Used to locate surface and subsurface defects in metals, fabrication, steel products, plastics, wood etc. Ultrasonic inspection is also used to measure the thickness of materials and characterize properties of material based on sound velocity and attenuation measurements
It is also used in the detection of inter laminar separations and regions that have been improperly processed or damaged in layered composite structures
The most commonly used ultrasonic testing technique is pulse echo, whereby sound is introduced into a test object and reflections (echoes) from internal imperfections or the part's geometrical surfaces are returned to a receiver
The TOFD (Time of Flight Diffraction) technique is a computerized and automated system for weld inspection which is able to scan, store, and evaluate indications in terms of height, length, and position with a grade of accuracy never achieved by other ultrasonic techniques.
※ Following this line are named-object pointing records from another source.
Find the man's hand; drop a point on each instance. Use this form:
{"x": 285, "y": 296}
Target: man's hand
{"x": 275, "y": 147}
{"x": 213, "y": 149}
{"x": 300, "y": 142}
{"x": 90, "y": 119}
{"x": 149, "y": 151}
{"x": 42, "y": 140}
TOFD has two blind zones where it is not sensitive to defects; hence TOFD needs to be supplemented by a conventional pulse-echo examination of the near and far walls
Phased array can successfully overcome many of the inconsistencies of the manual application. Phased array probe is constructed from a number of very small elements arranged in a line or in a specific cluster design. By activating a number of the elements at once and applying specific voltages to each element a predetermined beam angle, or beam of varying angles can be produced. Furthermore, by moving the active elements along the probe the beam is moved forward/backward in a manner similar to the movement of a manual technique.
When the phased array wedge is placed on the parent material at a specific standoff position and moved along the weld, data can be collected and imaged as a C-scan (plan view) of the weld, much like a traditional radiograph. To compliment this, the ultrasonic imaging system can also show the A-scan, B-scan (end view), D-scan (side view) and in the case of a beam with varying angles S-scan (or sectorial scan).